Archive for November 14, 2013

Fox Family Fall Fun

Fatman, accompanied by the Legion of Junior Super-Villains

Fatman, accompanied by the Legion of Junior Super-Villains

Ah, fall! My favorite season of the year. After sweating through the summer, arriving at the office with my shirt stuck to my back and perspiration dripping down from behind my ears, I always welcome that first hint of fall coolness, which, in Northern Virginia, generally arrives sometime around the middle of September. (Back in New Orleans, it generally didn’t hit until after Thanksgiving, and in Miami, it might never arrive at all.)

Potty racing with Levi and Asher

Potty racing with Levi and Asher

A fun aspect of the season in this region is all of the fall festivals and pumpkin patches that sprout up between September and Halloween. Every garden center and nursery with a bit of extra land throws up a bunch of seasonal decorations and a bounce house or two for the kids (the better to drag in their parents). Some nurseries really go whole hog. My family’s favorite pumpkin patch/mini amusement park features half a dozen bounce houses and inflatable slides, a Nerf gun combat zone (featuring compressed air-powered Nerf rifles, pretty bad-ass), and, most distinctively, potty racing. Yes, potty racing. Actual toilets have been fitted with go cart motors and steering tillers. You sit on the throne just like you would in the privacy of your own bathroom. Just be careful — they’re tippy around corners!

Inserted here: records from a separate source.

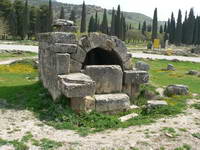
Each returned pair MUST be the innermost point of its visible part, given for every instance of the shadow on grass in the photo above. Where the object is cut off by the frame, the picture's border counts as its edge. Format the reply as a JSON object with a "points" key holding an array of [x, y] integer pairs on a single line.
{"points": [[35, 98]]}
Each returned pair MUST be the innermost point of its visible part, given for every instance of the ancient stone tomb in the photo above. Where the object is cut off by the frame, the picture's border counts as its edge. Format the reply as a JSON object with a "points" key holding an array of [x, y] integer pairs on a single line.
{"points": [[94, 71]]}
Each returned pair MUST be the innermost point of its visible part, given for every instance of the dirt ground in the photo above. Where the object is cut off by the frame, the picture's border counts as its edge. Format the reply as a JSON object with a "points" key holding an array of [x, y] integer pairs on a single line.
{"points": [[15, 123]]}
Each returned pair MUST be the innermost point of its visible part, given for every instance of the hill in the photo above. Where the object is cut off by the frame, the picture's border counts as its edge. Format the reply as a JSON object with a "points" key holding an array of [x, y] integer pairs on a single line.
{"points": [[131, 17]]}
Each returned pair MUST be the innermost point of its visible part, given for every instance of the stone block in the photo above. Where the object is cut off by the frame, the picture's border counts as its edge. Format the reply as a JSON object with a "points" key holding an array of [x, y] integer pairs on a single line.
{"points": [[135, 77], [79, 56], [112, 103], [62, 63], [86, 104], [58, 37], [127, 117], [140, 65], [76, 85], [108, 78], [75, 66], [64, 48], [176, 90]]}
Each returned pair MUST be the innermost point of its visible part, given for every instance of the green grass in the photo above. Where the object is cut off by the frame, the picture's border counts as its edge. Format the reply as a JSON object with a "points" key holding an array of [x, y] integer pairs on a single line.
{"points": [[22, 42], [21, 91], [196, 135], [161, 78], [4, 56], [44, 144], [196, 106], [184, 147]]}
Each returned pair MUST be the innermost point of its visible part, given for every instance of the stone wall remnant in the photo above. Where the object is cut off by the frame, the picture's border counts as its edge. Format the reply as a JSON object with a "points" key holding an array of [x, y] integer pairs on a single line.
{"points": [[94, 71]]}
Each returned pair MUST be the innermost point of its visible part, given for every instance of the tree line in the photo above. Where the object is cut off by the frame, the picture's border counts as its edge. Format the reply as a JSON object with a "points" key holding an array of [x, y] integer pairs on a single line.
{"points": [[180, 31], [25, 21], [118, 26]]}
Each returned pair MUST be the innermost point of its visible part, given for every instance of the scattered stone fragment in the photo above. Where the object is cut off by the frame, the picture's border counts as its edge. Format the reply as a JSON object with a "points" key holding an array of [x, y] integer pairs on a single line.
{"points": [[171, 67], [176, 90], [127, 117], [192, 72], [140, 65], [156, 103], [133, 107]]}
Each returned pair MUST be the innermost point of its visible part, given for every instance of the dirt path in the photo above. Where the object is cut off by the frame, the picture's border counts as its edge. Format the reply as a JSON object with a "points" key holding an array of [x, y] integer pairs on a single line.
{"points": [[19, 47], [9, 61], [155, 56], [15, 123]]}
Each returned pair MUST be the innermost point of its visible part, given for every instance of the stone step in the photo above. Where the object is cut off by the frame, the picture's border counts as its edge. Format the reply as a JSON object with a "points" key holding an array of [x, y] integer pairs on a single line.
{"points": [[112, 103], [127, 117], [133, 107], [76, 85]]}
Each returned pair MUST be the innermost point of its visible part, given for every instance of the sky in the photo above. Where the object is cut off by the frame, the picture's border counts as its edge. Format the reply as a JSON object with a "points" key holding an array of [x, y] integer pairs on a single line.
{"points": [[165, 7]]}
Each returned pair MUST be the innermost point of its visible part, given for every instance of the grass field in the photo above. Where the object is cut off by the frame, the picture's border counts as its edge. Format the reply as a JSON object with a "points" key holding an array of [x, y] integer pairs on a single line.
{"points": [[161, 78], [20, 88], [4, 55]]}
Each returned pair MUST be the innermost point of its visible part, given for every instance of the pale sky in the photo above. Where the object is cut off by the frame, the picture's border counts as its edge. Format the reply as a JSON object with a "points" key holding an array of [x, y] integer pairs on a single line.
{"points": [[165, 7]]}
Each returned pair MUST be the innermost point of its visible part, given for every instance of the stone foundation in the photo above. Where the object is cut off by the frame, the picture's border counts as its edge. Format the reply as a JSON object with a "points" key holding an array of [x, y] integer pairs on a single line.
{"points": [[95, 72]]}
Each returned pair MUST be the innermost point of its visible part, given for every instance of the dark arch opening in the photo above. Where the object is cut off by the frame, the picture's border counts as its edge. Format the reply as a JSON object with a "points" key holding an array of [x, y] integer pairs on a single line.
{"points": [[99, 56]]}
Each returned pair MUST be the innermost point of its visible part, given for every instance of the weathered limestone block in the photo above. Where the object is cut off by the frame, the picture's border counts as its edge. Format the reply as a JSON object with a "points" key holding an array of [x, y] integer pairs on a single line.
{"points": [[132, 90], [135, 77], [176, 90], [112, 103], [79, 55], [101, 40], [140, 65], [85, 43], [58, 37], [108, 78], [76, 85], [64, 48], [171, 67], [86, 104], [155, 103], [62, 63], [120, 48], [75, 66]]}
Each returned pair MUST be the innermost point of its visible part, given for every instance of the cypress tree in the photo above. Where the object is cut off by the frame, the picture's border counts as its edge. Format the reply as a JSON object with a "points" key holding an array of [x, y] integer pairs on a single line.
{"points": [[83, 18], [190, 27], [50, 17], [144, 27], [91, 26], [25, 20], [139, 26], [5, 8], [62, 13], [130, 27], [161, 29], [184, 29], [155, 25], [104, 25], [178, 33], [96, 22], [33, 19], [19, 10], [165, 27], [122, 27], [73, 16], [196, 31], [118, 22], [113, 23], [168, 26], [172, 29], [13, 22], [149, 28], [198, 41]]}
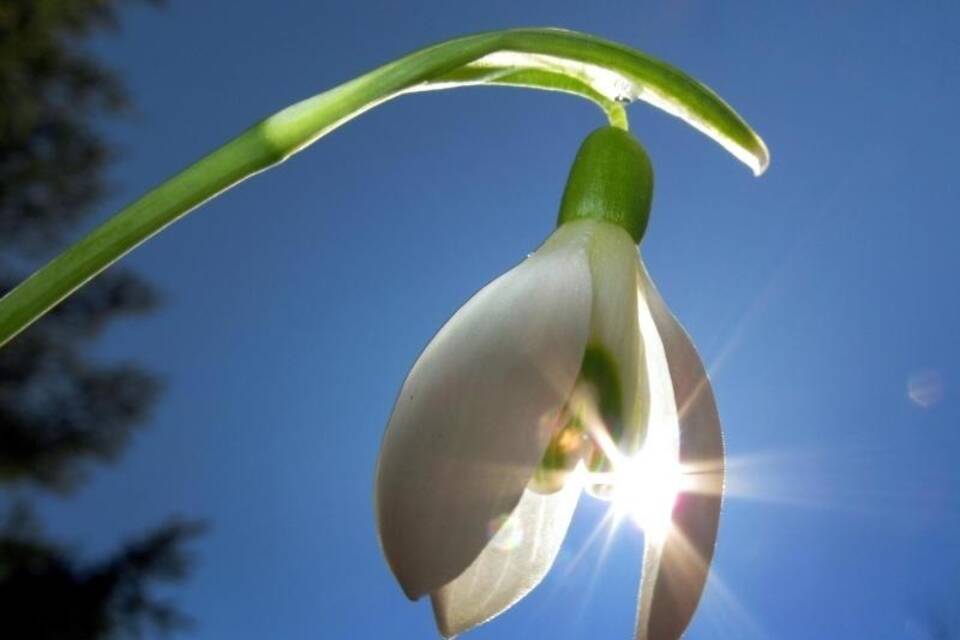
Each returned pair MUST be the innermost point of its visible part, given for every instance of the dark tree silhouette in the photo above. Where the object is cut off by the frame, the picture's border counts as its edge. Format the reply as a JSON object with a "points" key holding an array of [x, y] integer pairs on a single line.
{"points": [[45, 594], [52, 159], [60, 410]]}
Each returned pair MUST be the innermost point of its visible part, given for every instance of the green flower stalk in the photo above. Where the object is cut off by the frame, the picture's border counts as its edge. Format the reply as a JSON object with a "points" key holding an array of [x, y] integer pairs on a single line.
{"points": [[604, 72], [566, 374]]}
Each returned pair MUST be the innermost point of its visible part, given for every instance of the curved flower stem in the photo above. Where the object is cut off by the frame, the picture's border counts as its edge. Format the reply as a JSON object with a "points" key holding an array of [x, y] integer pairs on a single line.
{"points": [[607, 73]]}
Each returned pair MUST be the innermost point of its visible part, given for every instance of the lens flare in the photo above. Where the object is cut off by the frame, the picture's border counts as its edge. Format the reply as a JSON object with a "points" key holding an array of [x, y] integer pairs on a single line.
{"points": [[645, 489]]}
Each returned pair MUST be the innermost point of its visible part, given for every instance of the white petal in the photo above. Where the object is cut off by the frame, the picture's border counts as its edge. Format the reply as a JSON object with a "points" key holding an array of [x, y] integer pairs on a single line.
{"points": [[613, 324], [476, 412], [513, 563], [675, 568]]}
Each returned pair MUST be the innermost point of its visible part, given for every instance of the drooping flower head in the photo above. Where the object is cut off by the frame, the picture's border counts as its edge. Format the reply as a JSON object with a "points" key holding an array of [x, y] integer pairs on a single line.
{"points": [[568, 373]]}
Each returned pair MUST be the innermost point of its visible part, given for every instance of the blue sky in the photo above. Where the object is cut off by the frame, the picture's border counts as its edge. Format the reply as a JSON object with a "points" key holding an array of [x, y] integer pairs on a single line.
{"points": [[823, 296]]}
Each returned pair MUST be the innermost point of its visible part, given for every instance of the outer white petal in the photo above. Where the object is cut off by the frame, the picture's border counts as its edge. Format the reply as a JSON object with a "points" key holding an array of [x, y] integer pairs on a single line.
{"points": [[476, 412], [514, 562], [676, 567]]}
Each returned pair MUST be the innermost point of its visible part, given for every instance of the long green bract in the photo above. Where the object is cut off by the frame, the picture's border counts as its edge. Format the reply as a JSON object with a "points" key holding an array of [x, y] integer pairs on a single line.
{"points": [[607, 73]]}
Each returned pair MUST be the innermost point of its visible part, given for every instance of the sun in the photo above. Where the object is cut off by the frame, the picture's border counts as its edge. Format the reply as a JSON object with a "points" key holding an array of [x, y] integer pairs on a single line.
{"points": [[645, 488]]}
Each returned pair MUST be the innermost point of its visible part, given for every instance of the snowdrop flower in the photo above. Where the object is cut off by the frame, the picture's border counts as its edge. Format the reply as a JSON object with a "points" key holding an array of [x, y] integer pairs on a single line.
{"points": [[566, 374]]}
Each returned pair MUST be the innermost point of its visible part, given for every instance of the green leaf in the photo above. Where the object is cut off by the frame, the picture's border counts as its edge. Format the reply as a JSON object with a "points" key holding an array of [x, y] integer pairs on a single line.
{"points": [[607, 73]]}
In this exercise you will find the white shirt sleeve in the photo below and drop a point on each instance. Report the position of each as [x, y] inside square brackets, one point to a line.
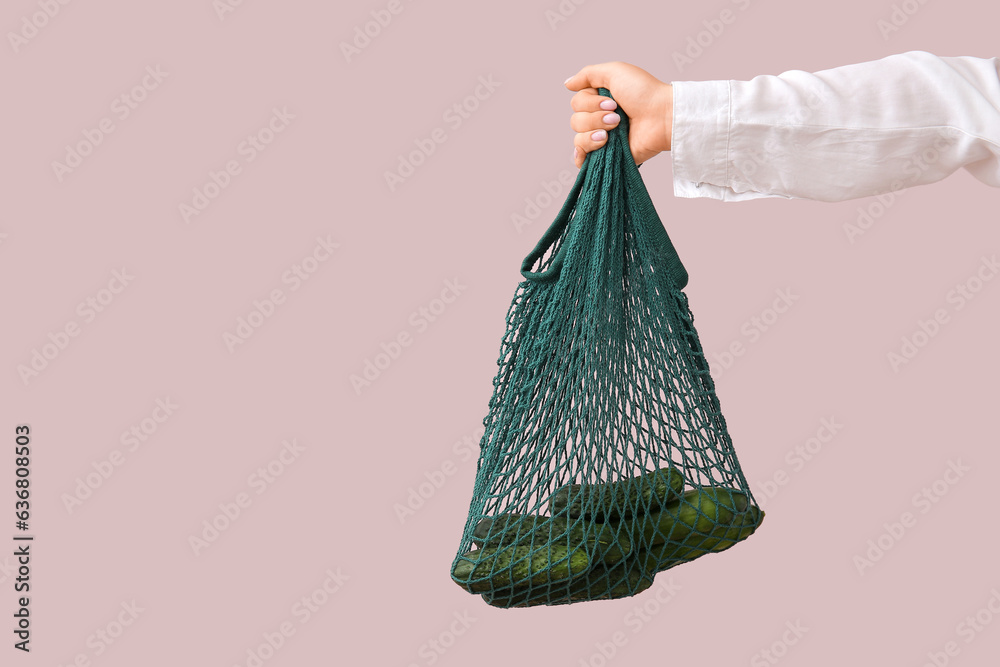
[853, 131]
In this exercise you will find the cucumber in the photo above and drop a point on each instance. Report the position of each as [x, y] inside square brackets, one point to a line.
[604, 542]
[723, 538]
[699, 509]
[696, 543]
[601, 583]
[489, 568]
[614, 501]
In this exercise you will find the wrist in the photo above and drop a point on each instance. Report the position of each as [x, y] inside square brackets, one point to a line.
[669, 116]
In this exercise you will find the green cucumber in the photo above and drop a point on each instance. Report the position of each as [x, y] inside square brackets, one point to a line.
[613, 501]
[699, 509]
[696, 543]
[605, 543]
[489, 568]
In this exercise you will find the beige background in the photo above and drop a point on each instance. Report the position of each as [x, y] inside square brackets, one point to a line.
[342, 460]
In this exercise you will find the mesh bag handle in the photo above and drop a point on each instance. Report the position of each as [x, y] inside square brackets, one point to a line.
[605, 456]
[598, 178]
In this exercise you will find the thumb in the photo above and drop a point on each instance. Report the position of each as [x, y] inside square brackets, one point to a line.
[591, 76]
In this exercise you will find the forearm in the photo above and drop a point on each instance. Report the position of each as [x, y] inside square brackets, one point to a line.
[852, 131]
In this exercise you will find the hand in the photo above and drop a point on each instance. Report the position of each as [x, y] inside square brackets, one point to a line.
[648, 102]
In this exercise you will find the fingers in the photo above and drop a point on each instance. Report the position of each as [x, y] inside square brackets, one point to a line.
[594, 114]
[592, 76]
[585, 142]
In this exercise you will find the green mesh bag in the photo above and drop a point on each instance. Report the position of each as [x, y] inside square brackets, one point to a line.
[605, 457]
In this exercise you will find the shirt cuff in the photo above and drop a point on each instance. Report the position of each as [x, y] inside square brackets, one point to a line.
[699, 142]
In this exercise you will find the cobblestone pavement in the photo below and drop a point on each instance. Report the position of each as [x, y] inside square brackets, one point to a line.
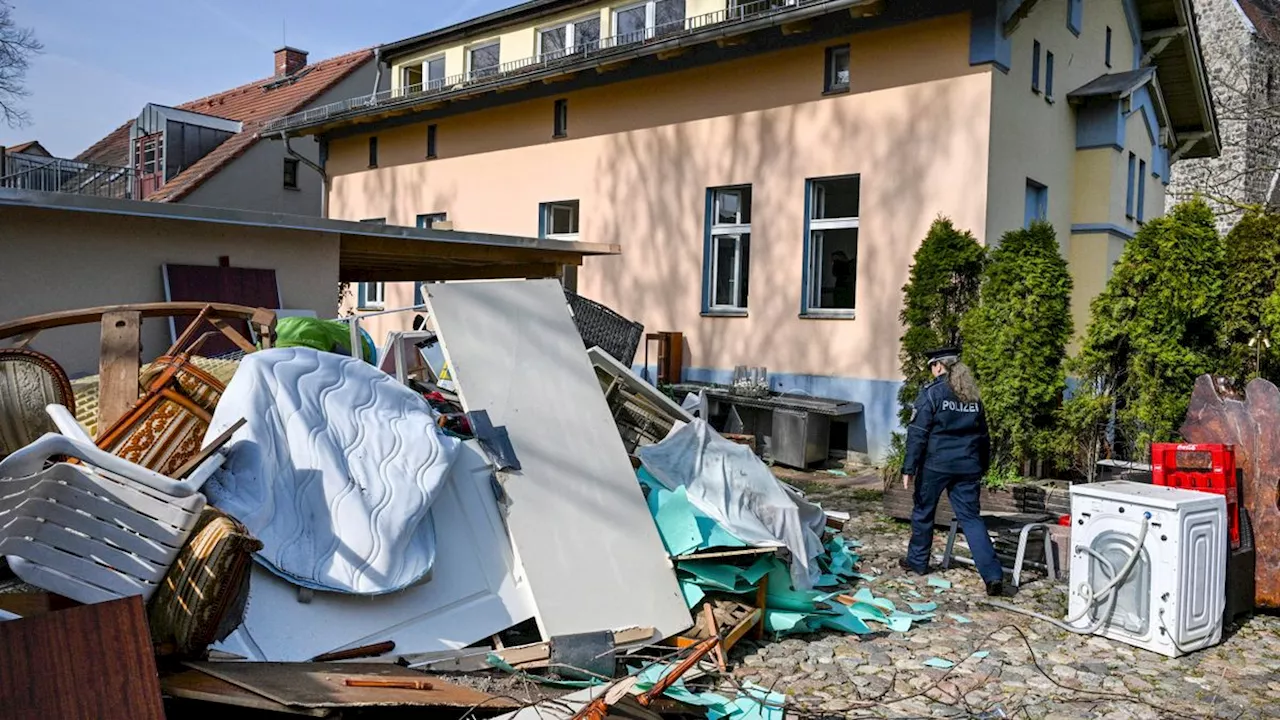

With visiting writer Maury Feinsilber at a pumpkin patch

With visiting writer Maury Feinsilber at a pumpkin patch

Another fantastic attraction is Shenandoah National Park, famous for its 120 mile-long Skyline Drive, which winds through the Appalachian Mountains. I tried taking the boys and our friend Maury to the park at the height of the fall color, but the line of cars poking out from the park’s entrance looked like the line at Disneyworld during Christmas break, so we took a pass. However, the boys and I headed back a week later, on Levi’s tenth birthday, to have a look at what color still remained. It was an overcast day, so we didn’t get to see the full brilliance.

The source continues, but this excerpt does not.